"You 're not having any trouble with this nigger, hey?" he demanded.

"No," said Paul, flushing. The Kafir bit off a smile and stood submissive, with an eye on the boy's troubled face.

"You don't want to let them get fresh with you," said the policeman. "I 've been keepin' my eye on him and he talks too much. Have you finished with him now?"

His silver-headed whip came out from behind his back ready to dismiss the negro in the accepted manner. Paul trembled and took a step which brought him near enough to seize the whip if it should flick back for the cut.

"Let him alone," he said wrathfully. "Mind your own business."

"Eh?" the policeman was astonished.

"You let him alone," repeated Paul, bracing himself nervously for combat, and ready to cry because he could not keep from trembling. He had never come to blows in his life, but he meant to now. The policeman stared at him, and laughed harshly.

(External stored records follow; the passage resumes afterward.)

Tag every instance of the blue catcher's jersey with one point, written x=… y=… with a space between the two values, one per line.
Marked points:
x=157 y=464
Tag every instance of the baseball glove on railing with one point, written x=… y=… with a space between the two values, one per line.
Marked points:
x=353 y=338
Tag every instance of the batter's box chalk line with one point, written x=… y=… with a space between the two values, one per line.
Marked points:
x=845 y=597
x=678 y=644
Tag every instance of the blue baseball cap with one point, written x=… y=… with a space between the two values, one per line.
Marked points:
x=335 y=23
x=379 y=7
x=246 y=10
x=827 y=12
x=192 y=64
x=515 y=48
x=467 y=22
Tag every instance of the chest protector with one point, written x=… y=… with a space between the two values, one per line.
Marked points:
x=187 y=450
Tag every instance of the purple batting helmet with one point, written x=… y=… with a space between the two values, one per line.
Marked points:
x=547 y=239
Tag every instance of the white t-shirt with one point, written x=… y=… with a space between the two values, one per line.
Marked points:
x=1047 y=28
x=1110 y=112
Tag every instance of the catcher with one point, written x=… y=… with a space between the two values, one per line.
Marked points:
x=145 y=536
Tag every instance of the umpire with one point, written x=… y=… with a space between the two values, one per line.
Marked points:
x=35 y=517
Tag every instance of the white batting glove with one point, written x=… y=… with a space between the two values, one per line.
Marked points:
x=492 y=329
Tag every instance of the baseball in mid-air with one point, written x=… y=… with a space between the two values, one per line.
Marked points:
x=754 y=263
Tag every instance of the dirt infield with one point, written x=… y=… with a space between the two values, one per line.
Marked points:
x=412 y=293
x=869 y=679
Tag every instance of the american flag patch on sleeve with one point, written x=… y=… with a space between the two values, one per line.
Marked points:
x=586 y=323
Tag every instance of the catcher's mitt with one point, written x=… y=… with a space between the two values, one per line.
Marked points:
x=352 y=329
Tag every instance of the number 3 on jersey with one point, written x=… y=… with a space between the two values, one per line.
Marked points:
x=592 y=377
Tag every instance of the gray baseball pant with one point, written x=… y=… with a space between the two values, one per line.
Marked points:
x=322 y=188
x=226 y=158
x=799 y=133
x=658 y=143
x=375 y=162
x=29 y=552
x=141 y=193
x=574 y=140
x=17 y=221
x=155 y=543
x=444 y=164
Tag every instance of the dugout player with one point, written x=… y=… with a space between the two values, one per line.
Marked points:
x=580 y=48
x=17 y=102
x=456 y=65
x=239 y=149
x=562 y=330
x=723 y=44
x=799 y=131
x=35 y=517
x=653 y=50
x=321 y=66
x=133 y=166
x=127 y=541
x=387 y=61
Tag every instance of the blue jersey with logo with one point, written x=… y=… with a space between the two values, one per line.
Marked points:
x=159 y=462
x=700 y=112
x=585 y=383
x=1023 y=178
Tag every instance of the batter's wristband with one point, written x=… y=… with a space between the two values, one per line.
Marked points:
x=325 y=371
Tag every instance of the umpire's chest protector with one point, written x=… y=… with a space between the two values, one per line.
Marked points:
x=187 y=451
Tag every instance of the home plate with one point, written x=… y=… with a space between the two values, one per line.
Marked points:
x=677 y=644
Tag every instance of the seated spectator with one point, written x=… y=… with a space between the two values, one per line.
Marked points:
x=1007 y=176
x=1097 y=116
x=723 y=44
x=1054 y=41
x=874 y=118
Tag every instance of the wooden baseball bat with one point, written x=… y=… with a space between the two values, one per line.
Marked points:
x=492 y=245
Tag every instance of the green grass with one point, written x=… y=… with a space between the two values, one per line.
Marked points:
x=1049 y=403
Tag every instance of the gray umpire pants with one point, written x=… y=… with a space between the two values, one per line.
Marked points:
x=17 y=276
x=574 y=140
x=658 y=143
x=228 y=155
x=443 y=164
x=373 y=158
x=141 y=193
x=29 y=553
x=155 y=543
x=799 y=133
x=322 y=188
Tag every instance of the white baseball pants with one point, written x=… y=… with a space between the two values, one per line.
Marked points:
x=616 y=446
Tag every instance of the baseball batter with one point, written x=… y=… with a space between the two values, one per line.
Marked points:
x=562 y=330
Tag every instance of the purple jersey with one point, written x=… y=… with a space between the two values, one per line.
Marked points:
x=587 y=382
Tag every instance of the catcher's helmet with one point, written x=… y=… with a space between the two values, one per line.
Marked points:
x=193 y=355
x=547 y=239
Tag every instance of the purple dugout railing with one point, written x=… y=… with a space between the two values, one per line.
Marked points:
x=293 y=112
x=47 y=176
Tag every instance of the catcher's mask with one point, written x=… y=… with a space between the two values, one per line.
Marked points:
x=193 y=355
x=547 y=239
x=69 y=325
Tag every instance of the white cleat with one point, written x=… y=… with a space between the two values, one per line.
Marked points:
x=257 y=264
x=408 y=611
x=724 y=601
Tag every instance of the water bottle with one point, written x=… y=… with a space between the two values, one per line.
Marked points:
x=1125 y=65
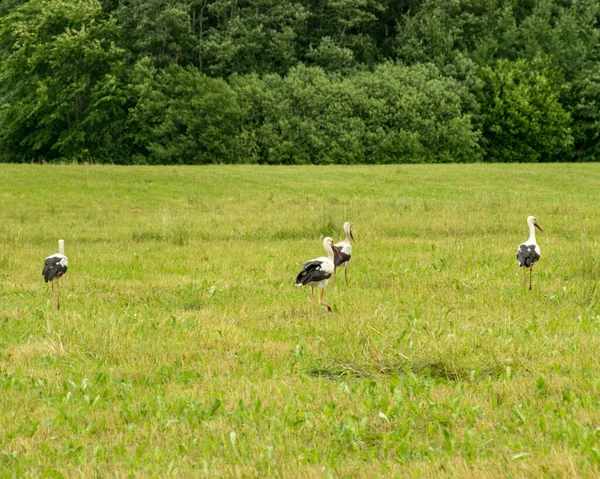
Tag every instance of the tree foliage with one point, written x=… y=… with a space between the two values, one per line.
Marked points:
x=299 y=81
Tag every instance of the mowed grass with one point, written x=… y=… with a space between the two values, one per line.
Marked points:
x=184 y=348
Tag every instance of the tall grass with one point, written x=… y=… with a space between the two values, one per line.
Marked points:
x=182 y=346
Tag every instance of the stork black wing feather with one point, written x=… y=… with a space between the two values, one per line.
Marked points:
x=53 y=269
x=343 y=258
x=527 y=255
x=312 y=273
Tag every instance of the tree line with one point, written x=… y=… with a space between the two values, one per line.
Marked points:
x=299 y=81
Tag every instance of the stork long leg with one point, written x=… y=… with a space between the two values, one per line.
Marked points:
x=530 y=273
x=321 y=300
x=57 y=293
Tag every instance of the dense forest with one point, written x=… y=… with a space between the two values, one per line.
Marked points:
x=299 y=81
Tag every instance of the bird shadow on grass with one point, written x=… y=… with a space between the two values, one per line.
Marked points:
x=336 y=369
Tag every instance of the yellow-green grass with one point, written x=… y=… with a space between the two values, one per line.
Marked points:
x=183 y=346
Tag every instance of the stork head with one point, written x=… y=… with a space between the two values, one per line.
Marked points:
x=533 y=221
x=348 y=230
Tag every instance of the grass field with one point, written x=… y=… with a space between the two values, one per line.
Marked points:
x=183 y=346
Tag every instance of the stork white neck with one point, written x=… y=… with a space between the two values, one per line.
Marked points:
x=327 y=242
x=347 y=230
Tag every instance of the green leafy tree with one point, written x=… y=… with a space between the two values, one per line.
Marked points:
x=258 y=36
x=183 y=117
x=415 y=114
x=524 y=120
x=158 y=29
x=586 y=112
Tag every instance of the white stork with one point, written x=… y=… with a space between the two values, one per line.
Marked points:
x=345 y=249
x=54 y=267
x=317 y=272
x=529 y=252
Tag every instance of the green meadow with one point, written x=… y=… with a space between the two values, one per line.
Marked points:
x=183 y=347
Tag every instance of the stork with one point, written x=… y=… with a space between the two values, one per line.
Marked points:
x=54 y=267
x=317 y=272
x=345 y=249
x=529 y=252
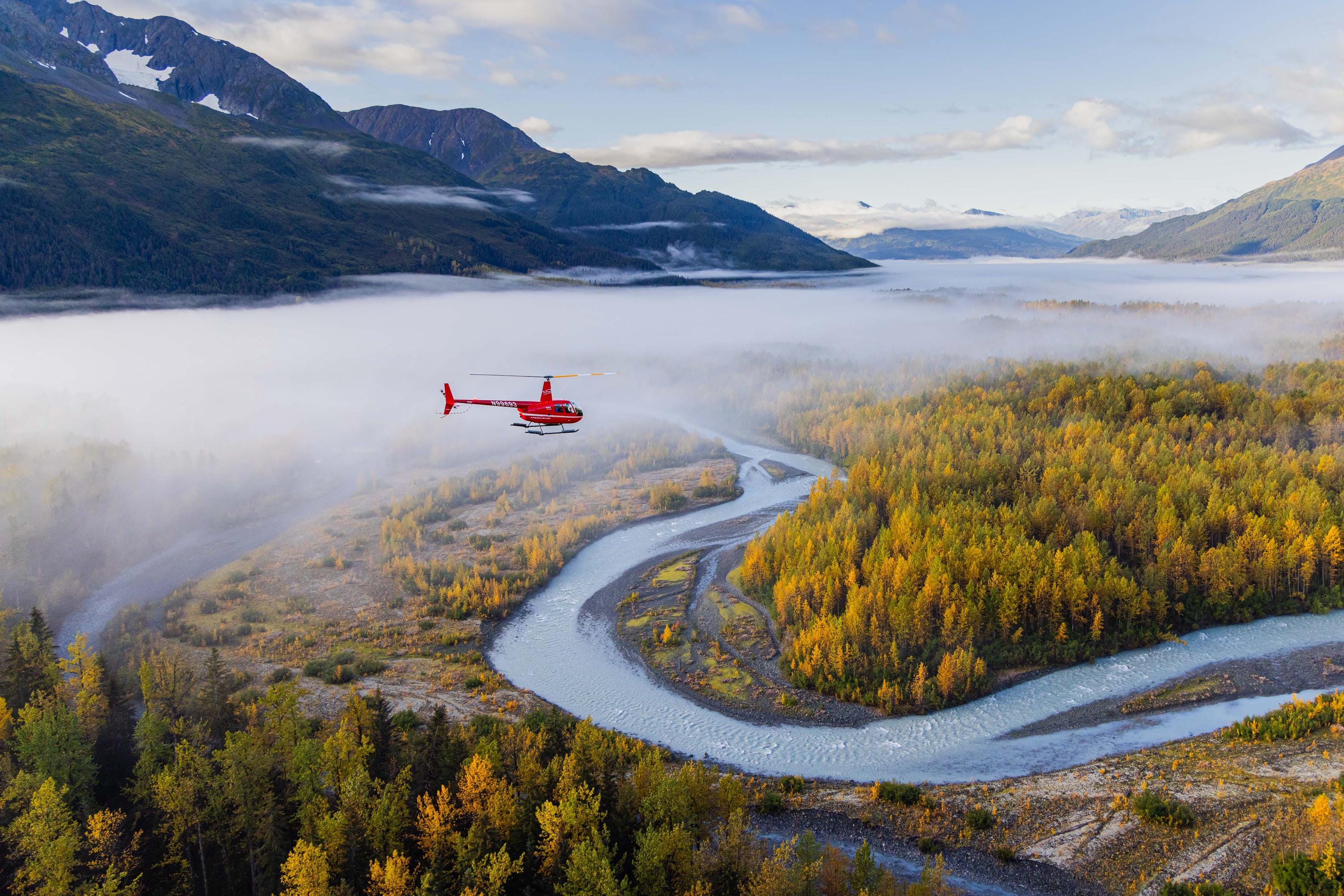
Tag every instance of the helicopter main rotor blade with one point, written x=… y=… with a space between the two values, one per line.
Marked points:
x=545 y=377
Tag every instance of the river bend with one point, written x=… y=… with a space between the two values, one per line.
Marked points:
x=570 y=659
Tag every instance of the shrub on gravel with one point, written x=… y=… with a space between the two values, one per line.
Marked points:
x=1179 y=888
x=893 y=792
x=1172 y=812
x=340 y=668
x=1299 y=875
x=980 y=820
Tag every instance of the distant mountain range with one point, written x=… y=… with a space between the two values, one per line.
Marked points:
x=1297 y=218
x=633 y=213
x=1098 y=223
x=143 y=155
x=939 y=233
x=904 y=242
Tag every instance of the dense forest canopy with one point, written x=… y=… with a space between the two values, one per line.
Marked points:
x=222 y=789
x=1050 y=514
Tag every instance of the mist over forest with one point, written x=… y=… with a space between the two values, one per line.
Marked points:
x=124 y=430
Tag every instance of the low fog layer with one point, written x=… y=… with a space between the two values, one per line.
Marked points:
x=226 y=413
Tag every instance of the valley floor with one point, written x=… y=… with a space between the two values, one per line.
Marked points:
x=322 y=590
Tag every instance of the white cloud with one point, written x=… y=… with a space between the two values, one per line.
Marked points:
x=635 y=82
x=914 y=19
x=1222 y=124
x=426 y=195
x=1176 y=132
x=691 y=148
x=535 y=127
x=836 y=29
x=1315 y=89
x=503 y=76
x=846 y=219
x=738 y=17
x=1092 y=119
x=330 y=148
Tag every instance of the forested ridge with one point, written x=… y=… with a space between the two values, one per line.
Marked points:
x=224 y=789
x=1046 y=515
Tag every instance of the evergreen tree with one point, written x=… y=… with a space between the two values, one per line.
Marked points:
x=215 y=707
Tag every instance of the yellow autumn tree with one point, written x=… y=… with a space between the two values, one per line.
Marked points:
x=306 y=872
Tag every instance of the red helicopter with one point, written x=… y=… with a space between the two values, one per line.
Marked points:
x=547 y=412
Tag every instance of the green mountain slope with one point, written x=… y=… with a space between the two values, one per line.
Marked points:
x=968 y=242
x=635 y=213
x=117 y=197
x=193 y=65
x=1300 y=217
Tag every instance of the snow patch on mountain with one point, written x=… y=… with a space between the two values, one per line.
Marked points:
x=135 y=70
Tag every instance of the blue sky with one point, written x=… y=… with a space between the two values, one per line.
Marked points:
x=1030 y=108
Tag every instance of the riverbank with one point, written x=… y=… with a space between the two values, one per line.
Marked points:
x=1318 y=668
x=701 y=665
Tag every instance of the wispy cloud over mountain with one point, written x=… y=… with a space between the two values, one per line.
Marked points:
x=693 y=148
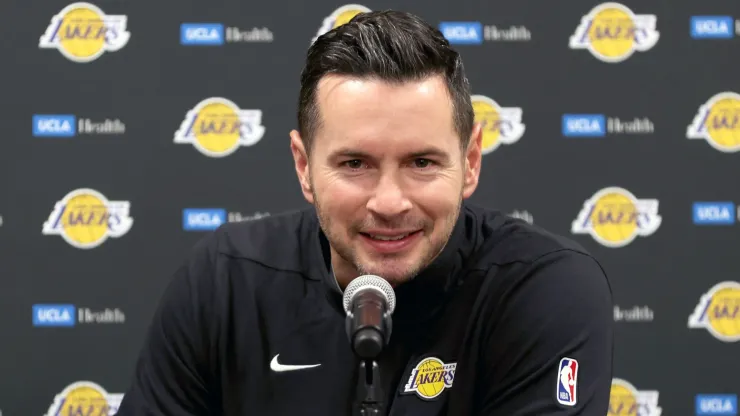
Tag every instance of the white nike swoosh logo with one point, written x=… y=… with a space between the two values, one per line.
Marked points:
x=277 y=367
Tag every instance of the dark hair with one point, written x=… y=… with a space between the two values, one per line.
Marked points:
x=391 y=46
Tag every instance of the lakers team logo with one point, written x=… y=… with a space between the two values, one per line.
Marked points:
x=85 y=398
x=625 y=399
x=612 y=32
x=85 y=218
x=82 y=33
x=339 y=17
x=430 y=378
x=718 y=122
x=217 y=127
x=614 y=217
x=718 y=312
x=499 y=125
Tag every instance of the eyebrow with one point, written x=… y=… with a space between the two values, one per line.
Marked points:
x=431 y=152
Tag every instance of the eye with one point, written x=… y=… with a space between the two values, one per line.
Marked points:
x=422 y=163
x=353 y=164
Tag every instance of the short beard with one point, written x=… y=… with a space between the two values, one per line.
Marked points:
x=347 y=254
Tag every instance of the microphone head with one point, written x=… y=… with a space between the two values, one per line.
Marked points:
x=371 y=282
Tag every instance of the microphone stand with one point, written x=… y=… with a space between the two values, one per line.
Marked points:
x=369 y=392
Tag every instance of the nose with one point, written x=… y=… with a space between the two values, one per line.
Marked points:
x=389 y=198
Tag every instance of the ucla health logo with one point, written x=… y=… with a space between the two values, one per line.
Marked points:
x=209 y=34
x=599 y=125
x=54 y=315
x=713 y=27
x=718 y=122
x=474 y=33
x=625 y=399
x=208 y=219
x=47 y=315
x=54 y=125
x=613 y=33
x=339 y=17
x=217 y=127
x=499 y=125
x=715 y=213
x=85 y=219
x=82 y=33
x=716 y=404
x=216 y=34
x=85 y=397
x=202 y=219
x=614 y=217
x=718 y=312
x=67 y=125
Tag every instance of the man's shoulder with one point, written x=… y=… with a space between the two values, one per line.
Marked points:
x=509 y=240
x=274 y=241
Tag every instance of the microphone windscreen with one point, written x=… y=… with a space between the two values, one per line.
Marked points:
x=372 y=282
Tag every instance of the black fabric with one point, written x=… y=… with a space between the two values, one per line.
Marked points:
x=504 y=301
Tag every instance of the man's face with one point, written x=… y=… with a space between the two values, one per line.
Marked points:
x=386 y=174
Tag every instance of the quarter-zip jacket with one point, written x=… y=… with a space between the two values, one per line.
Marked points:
x=484 y=330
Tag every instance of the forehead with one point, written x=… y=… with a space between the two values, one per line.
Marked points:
x=378 y=114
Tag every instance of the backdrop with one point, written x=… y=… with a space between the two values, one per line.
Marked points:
x=134 y=127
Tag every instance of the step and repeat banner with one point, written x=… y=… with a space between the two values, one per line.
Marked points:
x=132 y=128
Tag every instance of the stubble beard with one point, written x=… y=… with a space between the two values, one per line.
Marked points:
x=397 y=276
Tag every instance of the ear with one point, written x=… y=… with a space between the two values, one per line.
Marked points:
x=473 y=155
x=300 y=158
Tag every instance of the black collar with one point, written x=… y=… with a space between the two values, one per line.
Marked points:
x=418 y=299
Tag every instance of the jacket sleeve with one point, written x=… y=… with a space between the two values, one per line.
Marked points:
x=559 y=315
x=171 y=375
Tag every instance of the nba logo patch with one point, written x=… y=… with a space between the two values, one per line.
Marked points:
x=567 y=382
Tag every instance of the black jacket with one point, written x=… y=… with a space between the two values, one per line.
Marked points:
x=496 y=317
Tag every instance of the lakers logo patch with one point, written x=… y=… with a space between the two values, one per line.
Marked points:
x=500 y=125
x=217 y=127
x=718 y=311
x=430 y=378
x=82 y=32
x=85 y=397
x=339 y=17
x=85 y=219
x=614 y=217
x=718 y=122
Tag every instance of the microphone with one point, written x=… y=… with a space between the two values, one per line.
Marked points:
x=369 y=302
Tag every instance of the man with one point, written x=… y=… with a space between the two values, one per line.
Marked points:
x=494 y=316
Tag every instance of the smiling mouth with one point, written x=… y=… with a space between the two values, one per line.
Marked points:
x=387 y=237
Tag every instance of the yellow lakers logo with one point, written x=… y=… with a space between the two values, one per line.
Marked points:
x=614 y=217
x=625 y=399
x=339 y=17
x=718 y=122
x=718 y=311
x=217 y=127
x=85 y=398
x=84 y=218
x=430 y=378
x=82 y=32
x=500 y=125
x=612 y=32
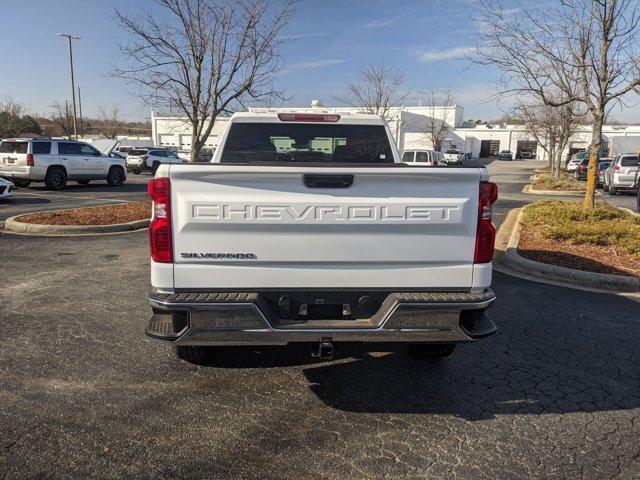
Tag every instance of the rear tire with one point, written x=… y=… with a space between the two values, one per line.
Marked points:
x=56 y=178
x=196 y=355
x=115 y=177
x=431 y=350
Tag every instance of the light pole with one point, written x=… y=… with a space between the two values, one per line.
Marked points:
x=73 y=86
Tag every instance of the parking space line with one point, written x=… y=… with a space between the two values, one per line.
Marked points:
x=71 y=198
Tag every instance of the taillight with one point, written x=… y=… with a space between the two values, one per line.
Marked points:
x=486 y=232
x=160 y=243
x=308 y=117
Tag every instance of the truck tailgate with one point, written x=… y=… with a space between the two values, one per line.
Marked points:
x=240 y=227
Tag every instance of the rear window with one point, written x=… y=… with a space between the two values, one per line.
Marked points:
x=42 y=148
x=65 y=148
x=296 y=142
x=135 y=151
x=422 y=157
x=13 y=147
x=629 y=162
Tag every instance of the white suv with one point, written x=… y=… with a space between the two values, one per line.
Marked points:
x=26 y=160
x=139 y=159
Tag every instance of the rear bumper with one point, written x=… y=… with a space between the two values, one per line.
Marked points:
x=246 y=319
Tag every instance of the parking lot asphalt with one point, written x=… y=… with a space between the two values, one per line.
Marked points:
x=36 y=197
x=83 y=393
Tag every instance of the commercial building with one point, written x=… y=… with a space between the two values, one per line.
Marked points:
x=407 y=124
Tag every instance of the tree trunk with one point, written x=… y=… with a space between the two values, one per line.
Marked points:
x=557 y=163
x=594 y=154
x=196 y=144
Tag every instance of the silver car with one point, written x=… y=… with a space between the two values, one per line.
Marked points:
x=621 y=174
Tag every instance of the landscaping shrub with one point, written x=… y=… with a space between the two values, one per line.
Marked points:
x=602 y=225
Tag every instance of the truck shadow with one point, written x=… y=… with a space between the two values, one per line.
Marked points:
x=564 y=351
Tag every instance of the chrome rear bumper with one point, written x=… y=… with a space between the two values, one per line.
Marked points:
x=246 y=319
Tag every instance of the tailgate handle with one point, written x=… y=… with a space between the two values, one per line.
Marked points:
x=327 y=181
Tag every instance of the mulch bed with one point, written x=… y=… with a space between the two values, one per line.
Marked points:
x=104 y=215
x=590 y=258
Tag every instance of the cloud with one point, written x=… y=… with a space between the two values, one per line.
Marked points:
x=292 y=67
x=298 y=36
x=382 y=23
x=446 y=54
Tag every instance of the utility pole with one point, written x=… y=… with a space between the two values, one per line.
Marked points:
x=80 y=108
x=73 y=86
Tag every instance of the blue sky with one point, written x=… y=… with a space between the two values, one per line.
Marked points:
x=330 y=41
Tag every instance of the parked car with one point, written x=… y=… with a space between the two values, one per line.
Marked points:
x=621 y=174
x=423 y=158
x=149 y=159
x=122 y=150
x=603 y=164
x=505 y=155
x=454 y=156
x=54 y=162
x=265 y=242
x=6 y=189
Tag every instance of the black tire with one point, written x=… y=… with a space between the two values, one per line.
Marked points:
x=196 y=355
x=431 y=350
x=56 y=178
x=116 y=177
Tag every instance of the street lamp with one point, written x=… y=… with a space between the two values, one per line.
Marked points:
x=73 y=86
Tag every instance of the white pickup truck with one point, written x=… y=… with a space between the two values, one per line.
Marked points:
x=308 y=228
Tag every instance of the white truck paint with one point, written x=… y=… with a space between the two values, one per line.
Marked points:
x=294 y=228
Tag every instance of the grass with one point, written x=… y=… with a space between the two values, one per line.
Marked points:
x=566 y=182
x=604 y=225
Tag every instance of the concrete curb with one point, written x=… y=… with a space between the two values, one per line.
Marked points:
x=510 y=258
x=12 y=225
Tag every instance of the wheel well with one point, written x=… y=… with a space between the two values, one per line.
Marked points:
x=57 y=167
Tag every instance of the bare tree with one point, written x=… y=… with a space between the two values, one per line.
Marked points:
x=588 y=50
x=110 y=121
x=551 y=127
x=439 y=115
x=62 y=117
x=378 y=89
x=203 y=57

"He 's a friend of yours, I suppose," he suggested, striving for a monstrous affront.

"Yes," retorted Paul hotly, "he is."

For a moment it looked as though the policeman, outraged in the deepest recesses of his nature, would burst a blood vessel or cry for help. A man whose prayer that he may be damned is granted on the nail could scarcely have looked less shocked. He recovered himself with a gulp.